Postcard from Walsall
Bloomberg’s Thomas Penny travelled to the urban sprawl of the English Midlands to report on the places where Britain’s desire to leave the EU is strongest and where May’s decision to send her country back to the ballot box less than a year later will turn out to be a master stroke — or reckless.
More than 70 percent of voters in Walsall North backed Brexit and May’s Conservative Party lost it to the opposition Labour Party by fewer than 2,000 votes in 2015.
Before Walsall North votes, there will be regional elections on Thursday that may provide pointers to what will happen in June. Eddie Buckle has compiled a series of charts to explain what’s at stake.

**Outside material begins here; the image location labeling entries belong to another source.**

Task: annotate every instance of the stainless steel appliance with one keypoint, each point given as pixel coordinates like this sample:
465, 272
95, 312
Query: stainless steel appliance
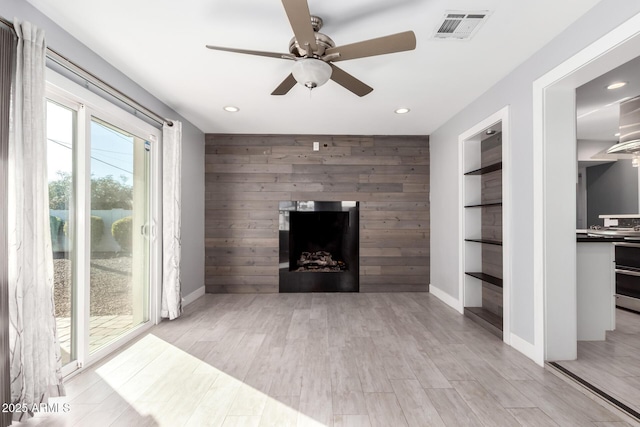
627, 262
624, 226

- Most people surveyed by Ipsos MORI don’t expect May to achieve her aim of cutting migration to the “tens of thousands.” Some 52 percent are against offering visas for hospitality workers such as baristas, while at least 60 percent reckon doctors, nurses, academics and computer specialists should be considered for special visas
- Lawmakers said there needs to be a transition deal after Brexit to prevent farmers being hurt by “potentially disastrous” tariffs
- Ireland says in preparation document that parallel Brexit talks are possible if progress is made
- QBE Insurance Group is “well advanced” in its plans to establish a new location for its European business, chairman says
- Spain wants to end Gibraltar’s special status on tax and customs when U.K. leaves EU, El Pais reports.
On the Markets
The pound steadied on Tuesday after its previous decline allowed U.K. manufacturing to unexpectedly grow at the fastest pace in three years.
Nomura strategists noted in a report on Tuesday that the noise surrounding the Brexit talks already seems to be priced into the pound’s value, which means it should continue to rise against the dollar, perhaps to as much as $1.37 or higher. ING said the diminishing risks of a “cliff edge” Brexit mean sterling will soon stop falling against the euro.
By contrast, Simon Derrick of Bank of New York Mellon Corp wrote that sterling “is not bulletproof” and “may now find upward progress rather harder” as attention turns to the negotiations.
Meantime, a French asset-management firm has been investing in European exporters that sell most of their products outside the bloc, thereby offering its clients an opportunity to hedge against the euro zone’s break-up.
Mark Twain advised never to pick a fight with people “who buy ink by the barrel.”
Now almost a year since he was fired by May, former Chancellor of the Exchequer George Osborne is sitting in the editor’s chair at the London Evening Standard.
In Osborne’s first day in the job, the Standard’s front page declared “Brussels twists knife on Brexit” and an editorial inside described the decision to leave the EU as an “historical mistake.”
Meanwhile, the internal workings of another influential daily were laid bare as the New York Times secured access to The Sun’s offices in a bid to better understand its role in the referendum.